Copenhague: perspectives stratégiques
Alors que le sommet de Copenhague était censé représenter une sorte de Kyoto II + les USA , la précipitation et un étonnant manque de vision stratégique ont conduits les Américains et principalement leur président, à en faire une sorte de rencontre quasi-conflictuelle du G2, à savoir USA versus Chine .
On savait, plus d'une semaine avant la rencontre au sommet, qu'aucun accord de fond ne serait signé ni même discuté sur l'enjeu premier de cette réunion. Plutôt que de tenter de parvenir à une politique globale visant à freiner, voire même faire reculer la production d'effet de serre et de réchauffement climatique , ils se sont livrés à des manoeuvres de couloir classiques et dépassées, sans réaliser que le regard qui leur était porté allait changer profondément.
D'abord parce qu'il est apparu que les Occidentaux avaient surtout en tête de négocier des droits de pollution et d'amener les gros pays émergents (la Chine ,l'Inde , le Brésil) à juguler leurs conséquents taux de croissance, sans reconnaître les efforts réels de Brasilia (tout de même un précurseur en bio-carburant) et de la Chine , laquelle depuis deux ans ne ménage pas ses efforts, notamment en recherche de protection, de retraitement et d'assainissement des eaux par exemple.
Ensuite parce que les petits pays, s'ils réclamaient certes une aide financière, voulaient également un véritable changement des politiques économiques et énergétiques des pays riches dans le domaine des importations, du crédit et des régulations, conditions nécessaires à un changement de modèle de croissance.
Or, ce changement est toujours considéré par les multinationales comme profondément contraire à leurs intérêts, et donc par extension contraire aux finances des pays riches.
Alors que s'approchait la date du sommet et que se dessinait de plus en plus la perspective d'un échec diplomatique, les différentes puissances ont entamé des opérations de relations publiques variées et à courte vue.
Le président français a joué sa carte personnelle après avoir essayé vainement d'associer le Brésil à la France, et a parlé si fort - pour ne rien dire d'essentiel- qu'il est parvenu à assourdir la voix de l'Europe , laquelle n'a pas été conviée par Obama dans sa recherche de déclaration finale (les invités étant la Chine , l'Inde , le Brésil et l'Afrique du Sud).
Exit l'Europe .
Puis, tandis que les responsables américains tentaient pendant plusieurs jours de rejeter la responsabilité de l'échec de Copenhague sur une supposée obstruction rigide de la Chine , son Premier Ministre, Wen Jia Bao en profitait pour multiplier les contacts bilatéraux avec les principaux acteurs non-Occidentaux, parvenant même à se concilier les bonnes grâces de l'Inde , au moment même où Sarkozy commettait l'erreur de vilipender l'attitude de New-Delhi.

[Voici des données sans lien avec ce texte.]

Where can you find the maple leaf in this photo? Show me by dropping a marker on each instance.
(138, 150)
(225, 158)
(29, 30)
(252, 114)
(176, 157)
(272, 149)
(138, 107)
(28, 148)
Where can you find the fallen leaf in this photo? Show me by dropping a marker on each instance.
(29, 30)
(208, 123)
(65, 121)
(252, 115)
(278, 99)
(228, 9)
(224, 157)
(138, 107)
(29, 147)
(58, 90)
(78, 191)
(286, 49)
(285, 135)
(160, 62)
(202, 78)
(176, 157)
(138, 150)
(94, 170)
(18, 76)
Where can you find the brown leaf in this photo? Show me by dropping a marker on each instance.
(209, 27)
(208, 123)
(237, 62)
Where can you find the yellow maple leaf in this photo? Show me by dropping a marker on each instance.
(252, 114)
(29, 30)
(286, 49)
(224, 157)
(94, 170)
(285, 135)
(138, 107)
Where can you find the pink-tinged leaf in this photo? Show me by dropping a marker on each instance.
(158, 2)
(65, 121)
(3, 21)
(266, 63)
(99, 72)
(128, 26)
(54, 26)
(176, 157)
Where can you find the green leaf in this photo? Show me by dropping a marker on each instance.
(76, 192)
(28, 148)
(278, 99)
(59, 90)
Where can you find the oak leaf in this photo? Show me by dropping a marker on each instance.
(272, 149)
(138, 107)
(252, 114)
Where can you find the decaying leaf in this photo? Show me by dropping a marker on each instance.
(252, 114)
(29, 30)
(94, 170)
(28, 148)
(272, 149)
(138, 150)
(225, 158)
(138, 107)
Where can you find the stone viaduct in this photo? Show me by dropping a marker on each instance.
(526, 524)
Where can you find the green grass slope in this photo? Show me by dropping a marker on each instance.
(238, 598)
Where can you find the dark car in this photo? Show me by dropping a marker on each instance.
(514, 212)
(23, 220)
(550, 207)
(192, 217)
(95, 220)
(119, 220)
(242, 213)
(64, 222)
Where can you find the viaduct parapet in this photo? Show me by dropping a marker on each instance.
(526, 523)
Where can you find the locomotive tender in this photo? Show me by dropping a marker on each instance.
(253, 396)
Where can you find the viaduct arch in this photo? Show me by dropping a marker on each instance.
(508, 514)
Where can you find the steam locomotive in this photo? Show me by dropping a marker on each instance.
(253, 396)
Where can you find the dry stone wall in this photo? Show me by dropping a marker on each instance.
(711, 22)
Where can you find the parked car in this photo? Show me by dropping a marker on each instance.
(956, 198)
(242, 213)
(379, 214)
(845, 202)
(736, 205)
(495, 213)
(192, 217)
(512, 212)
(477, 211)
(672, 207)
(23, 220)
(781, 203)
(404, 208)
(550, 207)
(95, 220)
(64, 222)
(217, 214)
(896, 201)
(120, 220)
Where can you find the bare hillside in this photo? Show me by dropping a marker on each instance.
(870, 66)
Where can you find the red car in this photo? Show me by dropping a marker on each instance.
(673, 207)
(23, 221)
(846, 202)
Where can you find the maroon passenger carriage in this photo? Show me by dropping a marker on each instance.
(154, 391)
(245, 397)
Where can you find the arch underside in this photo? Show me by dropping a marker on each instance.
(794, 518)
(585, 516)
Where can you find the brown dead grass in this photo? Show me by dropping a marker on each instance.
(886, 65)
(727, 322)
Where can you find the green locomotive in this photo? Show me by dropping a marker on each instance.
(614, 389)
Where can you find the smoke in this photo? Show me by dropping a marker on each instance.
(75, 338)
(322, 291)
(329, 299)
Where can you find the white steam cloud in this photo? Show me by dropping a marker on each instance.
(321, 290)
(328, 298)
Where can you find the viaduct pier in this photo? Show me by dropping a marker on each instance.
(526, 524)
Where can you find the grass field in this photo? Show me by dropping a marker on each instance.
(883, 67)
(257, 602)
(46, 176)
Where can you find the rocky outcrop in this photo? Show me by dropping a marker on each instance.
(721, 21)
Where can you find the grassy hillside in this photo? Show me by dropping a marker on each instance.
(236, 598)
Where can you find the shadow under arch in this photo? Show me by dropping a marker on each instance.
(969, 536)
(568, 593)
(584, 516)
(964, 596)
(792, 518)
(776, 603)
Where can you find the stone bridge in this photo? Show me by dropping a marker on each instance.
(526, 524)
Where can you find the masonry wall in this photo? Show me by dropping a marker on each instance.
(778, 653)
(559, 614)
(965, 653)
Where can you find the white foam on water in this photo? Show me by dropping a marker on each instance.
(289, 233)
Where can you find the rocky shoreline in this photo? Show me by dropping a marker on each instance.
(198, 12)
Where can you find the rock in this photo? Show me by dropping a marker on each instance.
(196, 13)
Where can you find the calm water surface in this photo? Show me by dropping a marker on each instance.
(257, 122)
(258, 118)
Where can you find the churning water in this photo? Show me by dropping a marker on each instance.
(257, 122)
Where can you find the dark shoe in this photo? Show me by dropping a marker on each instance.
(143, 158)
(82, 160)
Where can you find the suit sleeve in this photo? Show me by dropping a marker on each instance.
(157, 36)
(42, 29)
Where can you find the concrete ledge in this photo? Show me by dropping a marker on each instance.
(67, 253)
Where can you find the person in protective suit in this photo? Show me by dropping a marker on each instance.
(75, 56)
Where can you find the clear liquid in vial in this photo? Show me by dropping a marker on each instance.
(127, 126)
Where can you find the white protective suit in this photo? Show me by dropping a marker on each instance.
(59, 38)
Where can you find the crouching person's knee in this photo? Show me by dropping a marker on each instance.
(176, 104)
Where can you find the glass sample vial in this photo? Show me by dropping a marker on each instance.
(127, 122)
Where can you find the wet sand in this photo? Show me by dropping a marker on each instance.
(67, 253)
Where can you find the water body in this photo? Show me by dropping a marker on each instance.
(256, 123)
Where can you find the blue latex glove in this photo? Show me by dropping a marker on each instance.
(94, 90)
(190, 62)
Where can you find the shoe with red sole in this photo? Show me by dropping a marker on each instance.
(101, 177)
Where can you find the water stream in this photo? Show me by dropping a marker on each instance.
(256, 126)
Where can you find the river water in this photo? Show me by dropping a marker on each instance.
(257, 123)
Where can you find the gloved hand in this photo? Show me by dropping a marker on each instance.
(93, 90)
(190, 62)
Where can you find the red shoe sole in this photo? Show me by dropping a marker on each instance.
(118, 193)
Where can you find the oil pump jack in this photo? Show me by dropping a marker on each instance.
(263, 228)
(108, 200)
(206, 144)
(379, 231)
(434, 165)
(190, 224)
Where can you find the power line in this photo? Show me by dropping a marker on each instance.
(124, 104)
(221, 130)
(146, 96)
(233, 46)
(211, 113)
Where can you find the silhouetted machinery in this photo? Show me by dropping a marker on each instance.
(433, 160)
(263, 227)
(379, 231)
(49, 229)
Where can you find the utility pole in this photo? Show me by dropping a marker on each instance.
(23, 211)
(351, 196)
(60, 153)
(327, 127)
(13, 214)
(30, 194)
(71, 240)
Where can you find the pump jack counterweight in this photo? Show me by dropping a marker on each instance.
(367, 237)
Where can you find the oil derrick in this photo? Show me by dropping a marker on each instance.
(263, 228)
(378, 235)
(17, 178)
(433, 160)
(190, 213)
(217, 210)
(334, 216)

Au bout du compte, les USA ne parvenant pas à faire céder la Chine , chacun des deux fit sa petite déclaration pour la galerie tandis que leurs chefs, en se rencontrant en vis-à-vis, envoyaient au monde un message qu'ils risquent de regretter.
Celui d'un partage à deux des affaires de la planète.
Une telle posture ne peut qu'installer dans le marbre les rivalités entre le supergéant d'aujourd'hui et celui de demain et les enfermer dans une longue série de gesticulations conflictuelles.
Le bilan est donc peu brillant pour l'Occident:
l'Europe est apparue comme une succursale mercantile dénuée de pouvoir politique réel.
La Russie n'a pas existé.
Les USA ont crié haut et fort leur intention d'acheter la santé globale pour 100 Milliards (on leur en demandait 150, plus un changement complet d'attitude), sans résultat.
L'Amérique du Sud hors Brésil a trouvé des liens d'entente avec quelques pays d'Afrique et plusieurs pays d'Asie, qui amènera peut-être ce groupe à établir des liens plus formels et à signer des accords de coopération et d'échanges fructueux sans passer par les établissements financiers occidentaux.
Le Brésil et l'Inde se sont placés plus que jamais dans une position royale, qui leur permettra d'alterner les alliances et les accords tantôt avec les USA , tantôt avec la Chine , tantôt avec les G77.
En somme, les stratèges d'Europe et le stratège de Washington , non seulement ont failli dans la mission éminemment populaire de la lutte pour l'environnement, mais sont parvenus à faire dessiner une nouvelle carte géostratégique dont le monde n'a pas fini de mesurer les conséquences.